Nowhere is this better seen than on Wall Street, which is chock full of multi-millionaires and billionaires who got to the top by taking advantage of items like "too big to fail insurance" for their banks, gambling with government insured deposits, ripping off state and local governments on pension management fees and, of course, the trillion dollars in bailouts bucks given at interest rates that were way below market levels. These people know the role of government very well, even if they pretend this is all about a free market.
But the banks are not the only ones that rig the rules. The drug companies profit enormously from government-granted patent monopolies. Drugs are generally cheap, that is why it is possible to buy hundreds of generic drugs for $5 or $6 per prescription at chain drug stores. Drug companies are able to charge hundreds or even thousands of dollars for prescriptions because they have patent protection. As a result we spend close to $300 billion (at $1,000 per person) a year for drugs that would cost around $30 billion a year in a free market.

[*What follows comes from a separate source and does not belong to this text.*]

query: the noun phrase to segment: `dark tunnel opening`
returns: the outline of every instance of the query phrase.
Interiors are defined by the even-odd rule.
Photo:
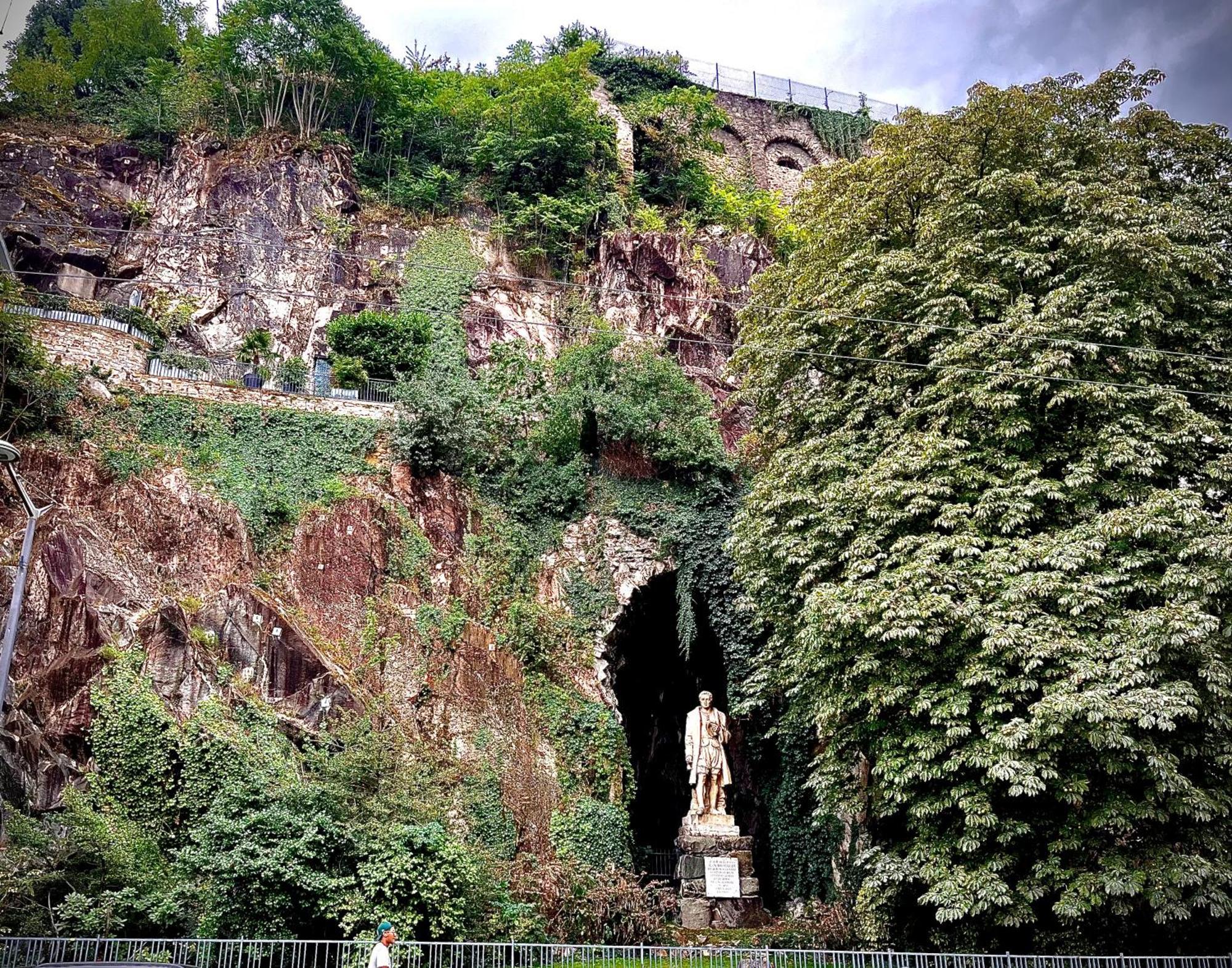
[[[697,637],[686,656],[676,635],[676,573],[657,575],[633,594],[607,639],[612,688],[637,784],[630,821],[642,851],[673,850],[680,820],[689,810],[685,716],[702,690],[715,693],[715,704],[728,713],[732,725],[728,809],[738,824],[755,823],[752,798],[739,789],[748,770],[739,723],[731,718],[727,704],[722,649],[701,610],[697,612]]]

The government rigs the deck for the rich and powerful in other ways as well. Under the current enforcement pattern in labor law, the government comes down like a ton of bricks on any union that breaks the rules -- for example by having an unlawful strike. By contrast, companies get away with a slap of the risk for even the most flagrant violations of labor law.
Our trade policy was designed to put downward pressure on wages for the bulk of the country's workforce by putting them in direct competition with low-paid workers in the developing world. This effect is exacerbated by the over-valued dollar. Meanwhile, those in relatively privileged professions, like doctors and lawyers, remain largely protected from international competition.
The list of ways in which the wealthy have structured the rules to ensure that they stay rich and get richer is lengthy. But the fact that the Very Serious People are looking to cut Social Security for the elderly and Medicaid for the unemployed at a time when Countrywide's Angelo Mozilo and Citigroup's Robert Rubin are still immensely rich is only the first reason that the public should be furious at those in power.
The second is the cause of the current downturn. The reason that we have 26 million people unemployed, underemployed or out of the work force altogether is not that we are poor, but rather that we are rich. The immediate problem facing our economy is not one of too few goods and resources; it is a problem of too little demand. And this is what should make the Wall Street Occupiers and everyone else absolutely furious at our leaders.
If people had more money in their pockets, then they would buy more goods and services. Companies would then hire more people to produce these goods and services and we would then have more jobs. The unemployment and poverty that the country is experiencing today is overwhelmingly the result of a failure of political will.
If the federal government increased spending on infrastructure, gave teens jobs cleaning up their neighborhoods, gave state and local governments the funds to keep teachers and firefighters employed and encouraged employers to shorten work hours rather than lay off workers, we could quickly get the economy back to full employment. Economists have known this story for more than 70 years, but somehow creating jobs doesn't rank as high on the priority list in Washington as cutting Social Security and Medicare.